Scenario modelling

One of the more regular questions we get from students of Politics/IR is ‘what’s going to happen on X?’

We study political events, they see political events and not unreasonably assume we know how it will all play out.

Of course, that’s easier said than done. As my own track record on assorted elections, referendums and scandals has demonstrated.

But the question still remains a good one, because it’s an opportunity to apply theory to practice, and to appreciate where the uncertainties lie.

Of course, right now the invasion of Ukraine is the big example on many peoples’ minds in Europe, but you could add in the looming SCOTUS decision on Dobbs v. Jackson Women’s Health Organization, or the renewed tensions in North Korea, or Taiwan’s situation, or pretty much anything else really.

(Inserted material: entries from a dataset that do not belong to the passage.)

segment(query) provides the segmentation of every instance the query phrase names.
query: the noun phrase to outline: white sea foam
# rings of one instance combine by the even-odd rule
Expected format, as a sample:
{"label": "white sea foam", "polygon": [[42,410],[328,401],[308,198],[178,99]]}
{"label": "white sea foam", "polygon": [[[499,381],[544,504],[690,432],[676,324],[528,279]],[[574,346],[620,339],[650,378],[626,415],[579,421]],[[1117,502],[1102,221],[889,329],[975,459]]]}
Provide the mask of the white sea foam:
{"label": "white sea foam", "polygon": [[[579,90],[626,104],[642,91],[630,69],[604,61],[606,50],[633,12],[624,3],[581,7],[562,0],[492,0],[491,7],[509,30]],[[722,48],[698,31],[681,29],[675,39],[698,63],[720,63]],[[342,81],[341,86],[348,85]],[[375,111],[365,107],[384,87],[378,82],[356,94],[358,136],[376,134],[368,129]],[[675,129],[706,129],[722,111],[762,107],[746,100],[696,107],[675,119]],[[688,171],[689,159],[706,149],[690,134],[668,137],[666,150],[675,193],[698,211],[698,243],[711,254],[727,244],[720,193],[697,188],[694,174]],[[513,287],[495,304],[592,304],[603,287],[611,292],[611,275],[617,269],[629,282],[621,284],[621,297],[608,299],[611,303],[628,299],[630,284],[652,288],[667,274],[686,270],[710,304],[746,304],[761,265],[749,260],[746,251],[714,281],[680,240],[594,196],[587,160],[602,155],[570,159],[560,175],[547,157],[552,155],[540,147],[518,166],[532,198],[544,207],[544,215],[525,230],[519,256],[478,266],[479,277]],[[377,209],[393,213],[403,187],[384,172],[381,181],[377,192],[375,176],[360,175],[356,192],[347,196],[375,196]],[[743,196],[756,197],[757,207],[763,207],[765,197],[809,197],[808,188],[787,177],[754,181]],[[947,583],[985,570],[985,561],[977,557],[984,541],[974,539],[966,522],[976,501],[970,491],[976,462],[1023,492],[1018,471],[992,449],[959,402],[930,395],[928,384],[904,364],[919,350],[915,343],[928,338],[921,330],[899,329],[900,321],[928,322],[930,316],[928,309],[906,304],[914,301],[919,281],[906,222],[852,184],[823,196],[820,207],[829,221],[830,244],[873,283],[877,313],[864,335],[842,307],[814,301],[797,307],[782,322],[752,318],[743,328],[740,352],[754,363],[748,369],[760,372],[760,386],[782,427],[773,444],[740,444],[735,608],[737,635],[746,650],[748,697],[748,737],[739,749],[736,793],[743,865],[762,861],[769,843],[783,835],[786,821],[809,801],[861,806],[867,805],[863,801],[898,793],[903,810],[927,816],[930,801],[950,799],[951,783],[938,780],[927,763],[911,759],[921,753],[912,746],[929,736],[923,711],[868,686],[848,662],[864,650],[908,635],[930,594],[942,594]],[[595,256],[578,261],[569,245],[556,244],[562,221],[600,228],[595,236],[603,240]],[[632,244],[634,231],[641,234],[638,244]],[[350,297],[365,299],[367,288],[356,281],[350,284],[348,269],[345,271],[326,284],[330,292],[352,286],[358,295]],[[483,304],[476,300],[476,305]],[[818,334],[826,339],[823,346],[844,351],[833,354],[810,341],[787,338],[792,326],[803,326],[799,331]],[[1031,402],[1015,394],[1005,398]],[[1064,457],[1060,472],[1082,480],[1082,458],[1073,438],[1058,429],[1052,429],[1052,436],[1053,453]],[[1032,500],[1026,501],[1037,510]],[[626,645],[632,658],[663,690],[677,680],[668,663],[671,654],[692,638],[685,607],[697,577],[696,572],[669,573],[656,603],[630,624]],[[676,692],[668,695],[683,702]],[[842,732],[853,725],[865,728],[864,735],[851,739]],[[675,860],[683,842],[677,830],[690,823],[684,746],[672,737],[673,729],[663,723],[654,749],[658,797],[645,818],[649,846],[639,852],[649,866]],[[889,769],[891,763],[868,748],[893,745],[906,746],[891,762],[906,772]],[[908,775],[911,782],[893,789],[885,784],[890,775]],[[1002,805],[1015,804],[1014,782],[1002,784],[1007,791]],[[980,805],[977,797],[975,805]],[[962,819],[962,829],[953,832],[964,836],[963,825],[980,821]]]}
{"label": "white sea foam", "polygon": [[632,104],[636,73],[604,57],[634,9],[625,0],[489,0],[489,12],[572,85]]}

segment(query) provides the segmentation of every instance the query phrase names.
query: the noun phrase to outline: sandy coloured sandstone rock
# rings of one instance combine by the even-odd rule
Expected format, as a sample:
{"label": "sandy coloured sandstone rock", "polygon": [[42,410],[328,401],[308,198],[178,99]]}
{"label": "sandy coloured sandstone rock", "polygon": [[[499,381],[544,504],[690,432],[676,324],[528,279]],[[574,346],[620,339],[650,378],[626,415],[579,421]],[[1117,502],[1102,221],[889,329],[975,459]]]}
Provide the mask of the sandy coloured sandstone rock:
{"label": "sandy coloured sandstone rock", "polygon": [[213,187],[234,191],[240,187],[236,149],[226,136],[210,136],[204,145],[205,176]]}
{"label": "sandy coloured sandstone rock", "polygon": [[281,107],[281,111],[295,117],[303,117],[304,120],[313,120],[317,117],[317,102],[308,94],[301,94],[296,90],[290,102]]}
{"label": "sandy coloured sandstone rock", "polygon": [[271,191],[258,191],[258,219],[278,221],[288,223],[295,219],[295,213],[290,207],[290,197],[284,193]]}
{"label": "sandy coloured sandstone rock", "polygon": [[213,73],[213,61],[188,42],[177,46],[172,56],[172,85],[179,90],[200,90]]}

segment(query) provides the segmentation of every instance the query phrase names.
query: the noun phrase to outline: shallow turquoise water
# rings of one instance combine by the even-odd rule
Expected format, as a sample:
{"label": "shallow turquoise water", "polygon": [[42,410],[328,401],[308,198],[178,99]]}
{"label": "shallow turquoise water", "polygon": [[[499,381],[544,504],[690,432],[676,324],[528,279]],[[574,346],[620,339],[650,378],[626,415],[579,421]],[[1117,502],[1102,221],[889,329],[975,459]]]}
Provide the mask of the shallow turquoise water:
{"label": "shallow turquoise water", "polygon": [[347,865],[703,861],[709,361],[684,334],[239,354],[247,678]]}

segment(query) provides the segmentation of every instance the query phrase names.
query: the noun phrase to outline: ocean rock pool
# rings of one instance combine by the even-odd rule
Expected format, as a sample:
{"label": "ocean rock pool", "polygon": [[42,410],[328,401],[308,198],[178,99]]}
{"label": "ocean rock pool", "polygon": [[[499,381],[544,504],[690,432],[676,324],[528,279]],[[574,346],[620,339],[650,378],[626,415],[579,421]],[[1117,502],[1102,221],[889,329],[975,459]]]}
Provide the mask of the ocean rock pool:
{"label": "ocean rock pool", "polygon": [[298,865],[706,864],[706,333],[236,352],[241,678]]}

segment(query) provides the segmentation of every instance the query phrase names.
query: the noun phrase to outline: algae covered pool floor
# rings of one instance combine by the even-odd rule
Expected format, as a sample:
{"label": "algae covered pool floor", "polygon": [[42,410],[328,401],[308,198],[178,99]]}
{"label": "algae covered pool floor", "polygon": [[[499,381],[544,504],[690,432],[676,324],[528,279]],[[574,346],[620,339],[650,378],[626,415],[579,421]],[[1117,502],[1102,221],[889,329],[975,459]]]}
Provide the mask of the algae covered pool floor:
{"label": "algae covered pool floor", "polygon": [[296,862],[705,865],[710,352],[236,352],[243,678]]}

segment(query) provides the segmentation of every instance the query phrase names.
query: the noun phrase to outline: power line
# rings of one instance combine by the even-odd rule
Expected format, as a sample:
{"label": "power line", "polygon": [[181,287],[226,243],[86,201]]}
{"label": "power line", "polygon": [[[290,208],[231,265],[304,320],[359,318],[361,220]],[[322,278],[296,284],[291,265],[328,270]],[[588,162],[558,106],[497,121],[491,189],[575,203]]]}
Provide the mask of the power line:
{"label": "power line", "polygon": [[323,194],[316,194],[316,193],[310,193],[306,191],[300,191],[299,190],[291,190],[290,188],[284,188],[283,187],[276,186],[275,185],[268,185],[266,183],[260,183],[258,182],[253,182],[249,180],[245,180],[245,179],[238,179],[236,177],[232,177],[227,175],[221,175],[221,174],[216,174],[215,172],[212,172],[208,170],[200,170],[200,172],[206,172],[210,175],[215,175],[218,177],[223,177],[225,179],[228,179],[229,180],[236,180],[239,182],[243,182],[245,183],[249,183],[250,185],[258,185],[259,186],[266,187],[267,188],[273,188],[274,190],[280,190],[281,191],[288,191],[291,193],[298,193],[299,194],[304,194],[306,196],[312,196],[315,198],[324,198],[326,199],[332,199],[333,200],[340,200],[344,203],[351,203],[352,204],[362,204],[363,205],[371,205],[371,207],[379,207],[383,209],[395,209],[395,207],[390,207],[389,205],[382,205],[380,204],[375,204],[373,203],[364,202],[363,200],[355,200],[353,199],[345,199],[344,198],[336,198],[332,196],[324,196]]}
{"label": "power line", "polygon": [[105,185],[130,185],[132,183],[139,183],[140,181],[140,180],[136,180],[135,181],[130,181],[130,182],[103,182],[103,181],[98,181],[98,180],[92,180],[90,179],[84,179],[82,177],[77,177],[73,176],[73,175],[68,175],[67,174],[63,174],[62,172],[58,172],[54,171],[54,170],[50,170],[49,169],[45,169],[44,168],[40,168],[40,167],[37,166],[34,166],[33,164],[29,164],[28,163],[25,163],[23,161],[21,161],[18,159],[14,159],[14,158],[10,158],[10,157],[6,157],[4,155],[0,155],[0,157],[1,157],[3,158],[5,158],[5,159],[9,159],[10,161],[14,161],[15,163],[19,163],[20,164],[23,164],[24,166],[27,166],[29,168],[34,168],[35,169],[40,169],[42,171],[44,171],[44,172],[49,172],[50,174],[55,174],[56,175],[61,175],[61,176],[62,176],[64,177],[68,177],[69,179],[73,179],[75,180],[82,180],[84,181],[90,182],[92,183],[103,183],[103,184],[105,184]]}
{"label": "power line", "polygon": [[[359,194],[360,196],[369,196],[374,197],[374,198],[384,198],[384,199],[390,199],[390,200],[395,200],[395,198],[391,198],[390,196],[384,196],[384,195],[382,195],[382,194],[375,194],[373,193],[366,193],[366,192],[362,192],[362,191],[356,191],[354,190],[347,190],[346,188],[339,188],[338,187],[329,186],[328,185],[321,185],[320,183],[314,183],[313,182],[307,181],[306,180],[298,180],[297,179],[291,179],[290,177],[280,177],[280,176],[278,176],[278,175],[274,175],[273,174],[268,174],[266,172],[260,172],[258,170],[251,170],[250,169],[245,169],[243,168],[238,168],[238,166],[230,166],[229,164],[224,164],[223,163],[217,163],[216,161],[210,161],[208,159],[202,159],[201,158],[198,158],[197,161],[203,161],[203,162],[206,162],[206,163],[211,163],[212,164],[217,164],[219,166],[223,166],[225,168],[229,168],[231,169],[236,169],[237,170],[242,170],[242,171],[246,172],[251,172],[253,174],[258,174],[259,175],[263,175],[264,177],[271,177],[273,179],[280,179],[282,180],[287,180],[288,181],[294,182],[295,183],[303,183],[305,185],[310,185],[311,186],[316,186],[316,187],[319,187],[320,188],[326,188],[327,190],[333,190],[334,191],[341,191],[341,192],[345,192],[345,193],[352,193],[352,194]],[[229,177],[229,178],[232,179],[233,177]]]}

Each of this political situations has a wide range of possible outcomes, so working through what those might be and the factors that might weigh in deciding between is a useful exercise, for students and colleagues.

This reminds me of the excellent work done by Jon Worth during the hot phase of Brexit, where lots of uncertainty existed and everybody had a hot take to share.

His approach was to work through necessary decision points and allocate weightings to the likelihood of various outcomes, ultimately producing a summary set of overall results of varying probabilities. You can find his last set of diagrams here.

Crucially, Jon did this in a very transparent way, gathering input from social media contacts on both the steps involved and the probabilities to attribute. As you’ll see, this made each diagram an iterative process.

Jon used open-source software for this and put in a lot of time. He’ll freely discuss how getting feedback proved harder and harder over time, so this isn’t something to be done more than once by students, but certainly you can see how a small group could produce a diagram within a session and then work to refine it among themselves: for many topics you could return to those diagrams the next time you ran the class, a year later, to see how they stood up.

The value here is in the unpacking of assumptions and the explicit consideration of how things fit together. Whether students make the right call on what happens or not, they learn – through debriefing – why things turned out the way they did.